2 Replies Latest reply on Sep 13, 2004 10:06 AM by dorst1

    Endless Authentication Loop

    dorst1 Newbie

      I am trying to perform JAAS authentication logic through a call to an unprotected session bean (which is a part of a security domain which contains protected and unprotected beans). I know, that this is less than ideal, however I do not have a choice because it is part of a very large application and I need to harness custom framework logic that is built into the application ejb layer. In doing so, I find my self in an endless loop between my login module and the call to the unprotected session bean.

      Has anyone else tried this before, or know something I can do to fix the problem?

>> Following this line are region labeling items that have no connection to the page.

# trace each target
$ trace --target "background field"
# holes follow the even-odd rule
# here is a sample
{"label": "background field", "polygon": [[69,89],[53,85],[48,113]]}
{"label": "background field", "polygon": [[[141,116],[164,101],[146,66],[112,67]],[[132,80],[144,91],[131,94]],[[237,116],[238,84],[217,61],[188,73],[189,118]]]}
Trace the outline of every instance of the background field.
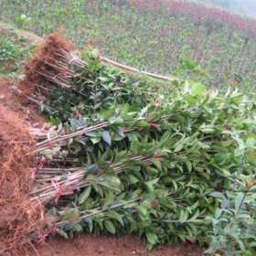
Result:
{"label": "background field", "polygon": [[139,69],[218,88],[253,88],[255,22],[197,7],[164,0],[3,0],[0,15],[40,36],[62,28],[80,48],[91,43]]}

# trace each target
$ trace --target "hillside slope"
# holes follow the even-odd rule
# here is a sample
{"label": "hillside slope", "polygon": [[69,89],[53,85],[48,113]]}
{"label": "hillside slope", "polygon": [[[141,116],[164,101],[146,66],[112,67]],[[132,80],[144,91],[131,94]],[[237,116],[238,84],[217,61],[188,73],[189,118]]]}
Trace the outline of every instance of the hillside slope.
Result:
{"label": "hillside slope", "polygon": [[62,28],[81,48],[90,43],[148,71],[219,88],[254,86],[256,23],[219,9],[165,0],[3,0],[0,14],[40,36]]}

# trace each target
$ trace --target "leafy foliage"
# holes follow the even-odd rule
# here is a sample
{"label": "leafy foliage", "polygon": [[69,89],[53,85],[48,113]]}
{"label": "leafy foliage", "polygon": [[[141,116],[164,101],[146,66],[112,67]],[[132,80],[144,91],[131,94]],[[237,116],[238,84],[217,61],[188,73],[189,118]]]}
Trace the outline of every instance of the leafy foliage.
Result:
{"label": "leafy foliage", "polygon": [[47,162],[31,193],[59,233],[135,233],[148,249],[192,239],[209,252],[252,253],[255,102],[193,80],[159,87],[94,57],[63,63],[68,80],[41,78],[60,124],[38,137]]}

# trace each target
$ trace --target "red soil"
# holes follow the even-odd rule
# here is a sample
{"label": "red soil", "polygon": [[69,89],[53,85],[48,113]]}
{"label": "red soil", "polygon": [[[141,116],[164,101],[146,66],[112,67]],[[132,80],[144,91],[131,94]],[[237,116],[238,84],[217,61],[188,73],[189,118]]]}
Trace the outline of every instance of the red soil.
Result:
{"label": "red soil", "polygon": [[134,237],[118,239],[86,234],[69,240],[50,238],[31,249],[27,239],[31,239],[31,232],[43,231],[45,220],[42,208],[29,203],[27,196],[31,181],[29,166],[33,165],[27,157],[27,152],[33,148],[27,127],[42,125],[44,119],[34,105],[18,96],[12,80],[0,80],[0,255],[202,255],[199,247],[189,243],[159,247],[148,252],[144,243]]}

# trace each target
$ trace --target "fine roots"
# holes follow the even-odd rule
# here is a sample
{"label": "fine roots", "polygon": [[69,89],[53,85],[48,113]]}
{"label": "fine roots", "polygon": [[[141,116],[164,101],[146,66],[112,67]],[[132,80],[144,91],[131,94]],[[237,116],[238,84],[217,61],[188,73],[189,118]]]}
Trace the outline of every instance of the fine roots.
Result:
{"label": "fine roots", "polygon": [[47,231],[43,207],[27,196],[34,142],[15,112],[0,105],[0,255],[27,255]]}

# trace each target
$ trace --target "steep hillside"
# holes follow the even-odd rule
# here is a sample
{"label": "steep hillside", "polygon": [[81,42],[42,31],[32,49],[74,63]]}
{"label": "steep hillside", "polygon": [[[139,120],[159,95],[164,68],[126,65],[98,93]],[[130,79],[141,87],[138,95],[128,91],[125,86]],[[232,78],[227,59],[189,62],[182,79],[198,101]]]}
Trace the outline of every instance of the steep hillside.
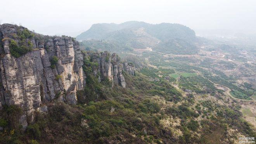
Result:
{"label": "steep hillside", "polygon": [[[152,24],[144,22],[130,21],[121,24],[98,24],[76,37],[85,40],[87,47],[88,41],[103,40],[116,46],[120,50],[121,46],[126,51],[133,48],[152,47],[153,50],[173,53],[196,53],[197,49],[195,32],[185,26],[176,24],[161,23]],[[102,49],[97,47],[97,48]]]}
{"label": "steep hillside", "polygon": [[81,51],[72,38],[10,24],[0,25],[0,143],[227,144],[256,137],[244,119],[254,123],[255,102],[234,99],[220,86],[233,84],[214,70],[225,63],[152,51],[122,62],[116,53]]}
{"label": "steep hillside", "polygon": [[71,37],[43,36],[10,24],[0,26],[0,109],[20,107],[23,129],[33,121],[35,111],[47,111],[44,104],[48,101],[76,104],[77,92],[83,89],[90,72],[86,66],[95,65],[93,75],[99,81],[107,79],[112,86],[123,87],[122,70],[134,71],[115,54],[82,53],[78,42]]}

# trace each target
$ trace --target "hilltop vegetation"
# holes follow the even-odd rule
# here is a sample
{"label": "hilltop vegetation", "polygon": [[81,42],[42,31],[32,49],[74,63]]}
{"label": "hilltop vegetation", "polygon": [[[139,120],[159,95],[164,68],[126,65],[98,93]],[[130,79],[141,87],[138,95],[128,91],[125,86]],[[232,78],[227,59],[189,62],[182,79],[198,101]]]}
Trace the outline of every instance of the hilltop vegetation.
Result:
{"label": "hilltop vegetation", "polygon": [[[81,43],[85,48],[101,50],[125,51],[149,47],[170,53],[195,53],[198,51],[194,31],[176,24],[152,24],[130,21],[119,24],[95,24],[76,39],[83,41]],[[105,44],[107,46],[101,46]]]}

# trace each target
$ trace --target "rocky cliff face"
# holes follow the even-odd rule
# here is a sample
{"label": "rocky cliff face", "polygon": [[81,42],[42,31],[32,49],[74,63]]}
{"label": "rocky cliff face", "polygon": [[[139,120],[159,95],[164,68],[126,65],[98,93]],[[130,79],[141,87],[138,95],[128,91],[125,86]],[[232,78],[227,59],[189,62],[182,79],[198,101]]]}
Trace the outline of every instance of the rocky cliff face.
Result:
{"label": "rocky cliff face", "polygon": [[120,58],[116,53],[111,56],[110,53],[104,51],[102,53],[89,53],[88,55],[92,58],[92,62],[99,64],[97,66],[93,67],[92,70],[94,76],[98,77],[99,81],[107,78],[112,82],[112,86],[119,85],[125,87],[123,71],[127,71],[124,69],[123,63],[121,62]]}
{"label": "rocky cliff face", "polygon": [[[27,122],[33,121],[33,111],[47,111],[44,103],[48,101],[76,104],[76,91],[86,84],[77,41],[42,35],[10,24],[0,25],[0,109],[5,105],[20,106],[24,111],[21,123],[25,128]],[[21,48],[20,57],[14,56],[16,43],[18,49]],[[25,53],[24,48],[29,48]],[[122,70],[134,74],[134,67],[121,63],[115,54],[90,55],[91,61],[98,63],[93,73],[99,81],[107,78],[113,86],[125,87]]]}

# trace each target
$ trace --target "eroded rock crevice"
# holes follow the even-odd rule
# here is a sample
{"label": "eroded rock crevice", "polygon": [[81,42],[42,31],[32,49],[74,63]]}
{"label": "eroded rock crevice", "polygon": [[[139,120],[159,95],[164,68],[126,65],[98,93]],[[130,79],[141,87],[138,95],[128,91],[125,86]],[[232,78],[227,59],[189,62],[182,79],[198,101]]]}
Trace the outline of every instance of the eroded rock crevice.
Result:
{"label": "eroded rock crevice", "polygon": [[[24,31],[30,35],[24,36]],[[48,101],[76,104],[77,91],[85,86],[86,77],[83,69],[85,55],[78,41],[70,37],[43,36],[28,31],[16,25],[0,25],[0,109],[5,105],[20,106],[24,111],[20,120],[24,128],[33,122],[34,111],[47,111],[44,104]],[[28,44],[31,49],[20,57],[14,56],[12,41]],[[123,72],[135,74],[134,67],[121,62],[115,53],[88,55],[97,63],[92,72],[99,81],[107,78],[112,86],[125,87]]]}

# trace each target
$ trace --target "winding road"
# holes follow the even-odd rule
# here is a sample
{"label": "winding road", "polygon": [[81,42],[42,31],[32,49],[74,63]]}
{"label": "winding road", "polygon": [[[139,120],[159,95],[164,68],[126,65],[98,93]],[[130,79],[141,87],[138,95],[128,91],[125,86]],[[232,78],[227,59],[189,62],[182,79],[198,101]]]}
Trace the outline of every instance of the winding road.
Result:
{"label": "winding road", "polygon": [[[204,77],[204,78],[206,78],[204,76],[203,76],[203,77]],[[221,85],[221,84],[216,84],[216,83],[213,82],[212,81],[211,81],[210,80],[209,80],[208,79],[207,79],[208,80],[208,81],[209,81],[210,82],[212,82],[212,83],[214,84],[214,85],[215,86],[220,86],[220,87],[224,87],[225,89],[225,92],[224,92],[224,93],[226,95],[228,95],[228,96],[229,96],[231,98],[232,98],[232,99],[234,99],[239,100],[239,101],[252,101],[252,102],[256,102],[256,100],[244,99],[239,99],[239,98],[235,98],[234,97],[234,96],[232,96],[232,95],[231,94],[230,94],[230,91],[231,91],[231,89],[230,89],[229,88],[226,87],[226,86],[224,86]]]}
{"label": "winding road", "polygon": [[239,61],[237,61],[235,60],[230,60],[229,59],[223,59],[223,58],[223,58],[223,57],[220,57],[220,58],[213,58],[212,57],[208,57],[208,56],[201,56],[200,55],[174,55],[174,54],[167,54],[165,53],[160,53],[158,51],[152,51],[153,52],[155,52],[156,53],[157,53],[159,54],[163,54],[163,55],[170,55],[171,56],[173,56],[173,57],[202,57],[202,58],[211,58],[211,59],[213,59],[214,60],[223,60],[225,61],[227,61],[229,62],[233,62],[234,63],[246,63],[247,62],[239,62]]}

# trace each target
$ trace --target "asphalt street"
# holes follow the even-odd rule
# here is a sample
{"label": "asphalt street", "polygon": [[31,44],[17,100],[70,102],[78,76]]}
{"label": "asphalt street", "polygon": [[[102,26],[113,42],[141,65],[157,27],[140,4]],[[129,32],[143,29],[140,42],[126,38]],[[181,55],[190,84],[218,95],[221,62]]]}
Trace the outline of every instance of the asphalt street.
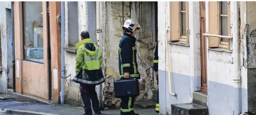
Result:
{"label": "asphalt street", "polygon": [[[0,110],[2,109],[14,109],[28,111],[38,112],[55,114],[59,115],[82,115],[83,108],[81,107],[72,107],[68,105],[47,105],[38,103],[24,103],[13,101],[12,100],[0,100]],[[159,115],[154,111],[154,109],[141,109],[135,108],[135,112],[140,115]],[[102,111],[103,115],[119,115],[119,109]],[[1,115],[0,114],[0,115]],[[6,115],[6,114],[4,114]]]}

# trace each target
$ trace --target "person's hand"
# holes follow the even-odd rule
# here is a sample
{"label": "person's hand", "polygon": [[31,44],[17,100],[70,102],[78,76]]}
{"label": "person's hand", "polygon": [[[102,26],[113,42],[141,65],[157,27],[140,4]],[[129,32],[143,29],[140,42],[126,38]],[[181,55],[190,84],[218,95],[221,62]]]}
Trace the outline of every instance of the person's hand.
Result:
{"label": "person's hand", "polygon": [[129,72],[124,72],[124,78],[128,78],[129,75],[130,75],[130,74],[129,74]]}

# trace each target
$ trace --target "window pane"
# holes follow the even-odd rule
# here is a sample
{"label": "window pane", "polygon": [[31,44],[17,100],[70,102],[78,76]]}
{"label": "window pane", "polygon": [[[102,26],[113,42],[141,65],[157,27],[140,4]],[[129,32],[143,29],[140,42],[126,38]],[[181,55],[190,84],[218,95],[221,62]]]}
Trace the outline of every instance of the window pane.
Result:
{"label": "window pane", "polygon": [[24,2],[24,58],[43,63],[42,2]]}
{"label": "window pane", "polygon": [[[186,11],[186,2],[180,2],[180,11]],[[180,12],[180,36],[186,36],[186,13]]]}
{"label": "window pane", "polygon": [[186,2],[180,2],[180,10],[186,11]]}
{"label": "window pane", "polygon": [[180,13],[180,35],[186,36],[186,13]]}
{"label": "window pane", "polygon": [[[221,35],[223,36],[228,36],[228,24],[227,17],[221,16]],[[221,38],[221,41],[227,42],[228,39],[226,38]]]}
{"label": "window pane", "polygon": [[221,14],[227,15],[227,1],[221,2]]}

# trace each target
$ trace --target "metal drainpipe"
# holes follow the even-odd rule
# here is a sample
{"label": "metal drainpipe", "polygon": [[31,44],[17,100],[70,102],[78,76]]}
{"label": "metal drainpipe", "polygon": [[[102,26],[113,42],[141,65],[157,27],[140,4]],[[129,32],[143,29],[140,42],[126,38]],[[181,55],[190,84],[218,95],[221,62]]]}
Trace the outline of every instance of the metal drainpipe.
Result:
{"label": "metal drainpipe", "polygon": [[[96,40],[98,45],[100,45],[100,2],[96,2]],[[102,46],[100,46],[102,48]],[[100,107],[102,107],[101,84],[97,86],[97,93]]]}
{"label": "metal drainpipe", "polygon": [[13,51],[13,91],[16,91],[16,86],[15,78],[16,78],[15,74],[15,52],[14,51],[14,15],[13,15],[13,2],[11,2],[11,9],[12,10],[11,12],[11,16],[12,16],[12,51]]}
{"label": "metal drainpipe", "polygon": [[[65,45],[65,15],[64,2],[61,2],[61,70],[64,71],[64,55],[63,47]],[[61,72],[61,76],[65,76],[65,72]],[[60,103],[62,104],[64,104],[65,94],[65,79],[61,77],[61,91],[60,94]]]}
{"label": "metal drainpipe", "polygon": [[[232,10],[232,9],[231,9]],[[237,1],[233,2],[233,44],[234,51],[232,53],[232,57],[234,58],[234,66],[235,73],[233,75],[233,86],[234,87],[234,93],[237,98],[235,99],[235,104],[234,104],[234,110],[235,115],[238,115],[242,111],[241,100],[241,74],[240,65],[240,53],[239,51],[239,39],[238,35],[238,4]]]}

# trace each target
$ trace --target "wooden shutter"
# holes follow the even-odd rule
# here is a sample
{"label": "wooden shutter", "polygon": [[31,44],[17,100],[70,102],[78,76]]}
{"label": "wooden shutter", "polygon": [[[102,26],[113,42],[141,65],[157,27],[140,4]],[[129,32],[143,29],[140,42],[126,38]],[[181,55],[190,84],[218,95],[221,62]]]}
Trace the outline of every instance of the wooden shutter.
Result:
{"label": "wooden shutter", "polygon": [[[209,26],[208,33],[214,35],[219,35],[219,5],[218,2],[209,2]],[[217,37],[209,37],[209,48],[218,47],[219,45],[219,38]]]}
{"label": "wooden shutter", "polygon": [[170,25],[171,29],[171,41],[177,41],[179,39],[179,2],[170,2]]}

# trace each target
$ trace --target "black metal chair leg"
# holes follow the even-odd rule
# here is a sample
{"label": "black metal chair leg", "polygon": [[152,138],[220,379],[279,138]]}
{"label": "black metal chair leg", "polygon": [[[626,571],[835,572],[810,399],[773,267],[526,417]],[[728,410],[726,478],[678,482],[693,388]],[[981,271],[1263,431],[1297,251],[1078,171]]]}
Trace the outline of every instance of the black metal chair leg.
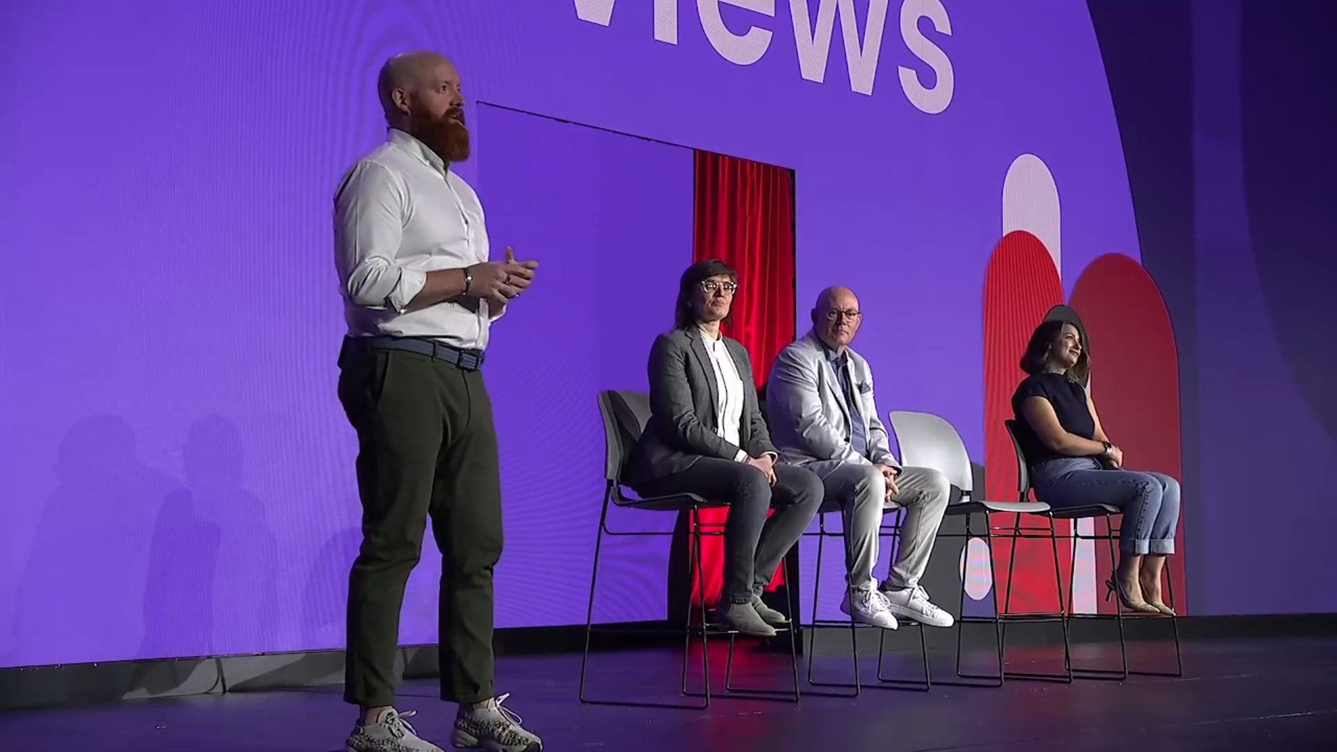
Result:
{"label": "black metal chair leg", "polygon": [[590,605],[586,609],[586,649],[584,654],[580,657],[580,701],[586,701],[584,686],[586,686],[586,672],[590,666],[590,638],[594,634],[594,593],[595,585],[599,582],[599,554],[603,550],[603,527],[608,521],[608,491],[603,494],[603,510],[599,512],[599,533],[595,534],[594,539],[594,567],[590,573]]}
{"label": "black metal chair leg", "polygon": [[[850,658],[853,660],[853,664],[854,664],[854,684],[850,685],[850,684],[845,684],[845,682],[841,682],[841,681],[817,681],[816,678],[813,678],[813,662],[817,658],[817,652],[814,650],[814,646],[817,644],[817,625],[826,624],[825,620],[818,620],[817,618],[817,601],[818,601],[818,595],[820,595],[820,593],[822,590],[822,559],[825,558],[822,554],[825,551],[826,538],[829,535],[832,535],[832,534],[826,533],[826,514],[828,512],[818,514],[818,521],[817,521],[817,567],[816,567],[816,573],[813,575],[813,621],[809,625],[810,626],[810,632],[812,632],[812,638],[808,641],[808,645],[809,645],[809,650],[808,650],[808,684],[812,685],[812,686],[834,686],[834,688],[844,688],[844,689],[853,689],[854,690],[852,694],[832,693],[832,692],[817,693],[820,696],[825,696],[825,697],[858,697],[858,694],[860,694],[860,692],[862,689],[862,681],[860,680],[860,676],[858,676],[858,633],[857,633],[857,628],[854,626],[854,617],[853,616],[849,617],[848,629],[849,629],[849,654],[850,654]],[[845,531],[844,531],[844,527],[842,527],[841,529],[841,537],[844,537],[844,534],[845,534]],[[846,577],[845,577],[845,597],[849,598],[850,602],[853,602],[853,598],[854,598],[854,586],[849,581],[849,575],[848,575],[848,573],[849,573],[849,547],[848,546],[846,546],[846,551],[845,551],[845,565],[846,565],[845,566],[845,571],[846,571]],[[841,624],[841,629],[845,629],[844,622]]]}
{"label": "black metal chair leg", "polygon": [[[1007,598],[1004,599],[1003,607],[1007,612],[1000,618],[1003,620],[1001,642],[1004,649],[1007,645],[1007,626],[1008,621],[1029,621],[1029,622],[1052,622],[1056,621],[1063,628],[1063,673],[1040,673],[1040,672],[1008,672],[1004,669],[1004,678],[1021,678],[1028,681],[1058,681],[1062,684],[1070,684],[1072,681],[1072,662],[1068,646],[1068,622],[1067,614],[1063,609],[1063,566],[1059,563],[1059,542],[1058,531],[1054,527],[1054,518],[1050,516],[1050,530],[1048,538],[1051,547],[1054,550],[1054,583],[1058,590],[1059,597],[1059,610],[1055,613],[1040,612],[1040,613],[1027,613],[1027,614],[1012,614],[1012,579],[1016,571],[1016,541],[1021,538],[1021,515],[1017,515],[1016,523],[1012,527],[1012,557],[1008,561],[1008,574],[1007,574]],[[1040,538],[1043,535],[1029,535],[1029,538]],[[1005,666],[1005,664],[1004,664]]]}
{"label": "black metal chair leg", "polygon": [[[902,510],[896,512],[896,531],[892,534],[892,541],[894,543],[892,555],[900,550],[901,543],[901,514]],[[933,680],[929,674],[928,668],[928,641],[924,638],[924,625],[917,621],[909,621],[901,625],[901,628],[913,628],[919,630],[920,634],[920,657],[924,661],[924,681],[917,681],[913,678],[888,678],[882,676],[882,662],[886,653],[886,632],[880,629],[877,636],[877,686],[880,689],[908,689],[913,692],[928,692],[933,688]]]}
{"label": "black metal chair leg", "polygon": [[[1072,539],[1078,541],[1078,539],[1082,539],[1082,534],[1079,534],[1076,531],[1075,526],[1076,526],[1076,522],[1074,521]],[[1118,573],[1118,566],[1119,566],[1119,563],[1118,563],[1118,554],[1116,554],[1116,550],[1118,550],[1118,542],[1116,542],[1118,537],[1116,537],[1116,533],[1115,533],[1116,529],[1114,526],[1114,521],[1111,519],[1111,516],[1108,514],[1104,515],[1104,529],[1106,529],[1106,533],[1104,533],[1103,538],[1104,538],[1104,541],[1107,543],[1107,549],[1110,551],[1110,566],[1111,566],[1112,571]],[[1098,539],[1098,538],[1092,534],[1092,541],[1095,541],[1095,539]],[[1118,574],[1115,574],[1115,575],[1118,575]],[[1075,555],[1074,555],[1074,562],[1072,562],[1072,582],[1074,582],[1074,586],[1075,586],[1075,582],[1076,582],[1076,557]],[[1070,606],[1071,606],[1071,603],[1070,603]],[[1071,612],[1071,607],[1068,610]],[[1083,620],[1083,618],[1090,618],[1090,620],[1094,620],[1094,621],[1107,621],[1110,617],[1104,617],[1104,616],[1100,616],[1100,614],[1076,614],[1076,613],[1070,613],[1070,618],[1072,618],[1075,621],[1079,621],[1079,620]],[[1115,603],[1114,622],[1115,622],[1115,626],[1119,630],[1119,661],[1120,661],[1119,665],[1120,665],[1120,668],[1118,668],[1118,669],[1074,668],[1072,669],[1072,674],[1076,678],[1098,680],[1098,681],[1123,681],[1123,680],[1128,678],[1128,644],[1127,644],[1127,640],[1126,640],[1126,636],[1124,636],[1124,632],[1123,632],[1123,605],[1122,603]]]}
{"label": "black metal chair leg", "polygon": [[[989,559],[989,598],[992,601],[992,614],[989,617],[968,617],[965,616],[965,569],[969,566],[969,546],[971,538],[975,535],[975,514],[965,515],[965,551],[961,555],[963,562],[963,575],[961,575],[961,593],[960,605],[957,607],[957,622],[956,622],[956,677],[960,680],[971,681],[955,681],[943,682],[956,686],[1003,686],[1003,632],[1001,620],[999,620],[999,589],[997,589],[997,575],[993,566],[993,526],[989,523],[988,512],[984,512],[984,547],[988,551]],[[961,672],[961,646],[965,636],[967,624],[992,624],[993,625],[993,652],[997,656],[997,673],[989,674],[975,674]],[[988,684],[980,684],[987,681]]]}

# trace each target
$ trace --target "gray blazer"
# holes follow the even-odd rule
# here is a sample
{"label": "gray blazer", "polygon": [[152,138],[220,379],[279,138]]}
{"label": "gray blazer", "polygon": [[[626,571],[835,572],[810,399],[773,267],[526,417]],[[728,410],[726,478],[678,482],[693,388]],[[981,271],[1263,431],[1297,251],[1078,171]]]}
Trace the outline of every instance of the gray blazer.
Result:
{"label": "gray blazer", "polygon": [[743,381],[743,420],[738,435],[742,447],[717,432],[715,404],[719,385],[701,331],[675,329],[659,335],[650,348],[650,421],[631,454],[627,484],[658,480],[681,472],[703,456],[734,459],[738,450],[749,456],[777,452],[757,401],[751,359],[737,340],[725,337]]}
{"label": "gray blazer", "polygon": [[873,372],[857,352],[845,352],[868,436],[868,456],[850,447],[849,409],[840,376],[821,340],[809,332],[779,352],[766,383],[766,415],[779,458],[790,464],[833,460],[900,467],[892,456],[886,428],[877,417]]}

The strange thing is that it was working under JBoss 3.2.3, however when I upgraded to version 3.2.5, I began to get the endless loop. I can not be 100% sure that the upgrade is to blame, because something could have changed in my app (we have many developers working on it) that could also be triggering the problem.


      More Details on my configuration:
      Login-Config

      <application-policy name = "desktop-app">
       <authentication>
       <login-module code="org.jboss.security.auth.spi.AnonLoginModule"
       flag = "sufficient">
       <module-option name = "unauthenticatedIdentity">anonymous</module-option>
       </login-module>
      
       <login-module code="security.authentication.jaas.DesktopJBossLoginModule"
       flag = "sufficient" />
       </authentication>
      </application-policy>
      

      I put the AnonLoginModule first to allow JBoss to authenticate my login module's access to the unprotected bean so the endless loop does not happen.

      I am unsecuring beans by using the following tags inside the ejb.xml
      <method-permission>
       <unchecked/>
       <method>
       <ejb-name>SomeBeanName</ejb-name>
       <method-name>*</method-name>
       </method>
      </method-permission>
      


        • 1. Re: Endless Authentication Loop
          Scott Stark Master

          I don't know how this could have been working in 3.2.3. You cannot use a preceeding login module to provide an authenticated context to secured resources for subsequent login modules declared in the same configuration. JAAS authentication does not work that way. The overall collection of login modules has to execute in order for the to be a security context establish for use for ejb calls. The looping behavior is what I would expect.

          There are two execution modes for the given login module stack:
          1) an anonymous call is made and the unauthenticatedIdentity mode of the AnonLoginModule succeeds and the DesktopJBossLoginModule is never called.

          2) an call with a security context is made and the AnonLoginModule fails and the DesktopJBossLoginModule is executed. A call to an unchecked ejb still needs an authentication context. The only way this can work is by deploying the ejb used by the DesktopJBossLoginModule under a seperate security domain that allows anyone to access it. The jboss.xml descriptor allows for this so check the jboss_3_2.dtd for the syntax.

          You can file a bug report at sourceforge if you have a testcase that shows the looping on 3.2.5 but that works on 3.2.3 here:
          http://sourceforge.net/tracker/?group_id=22866&atid=376685

          • 2. Re: Endless Authentication Loop
            dorst1 Newbie

            Thanks Scott for the response. I was not aware that one could create multiple security domains in the same deployable jar file.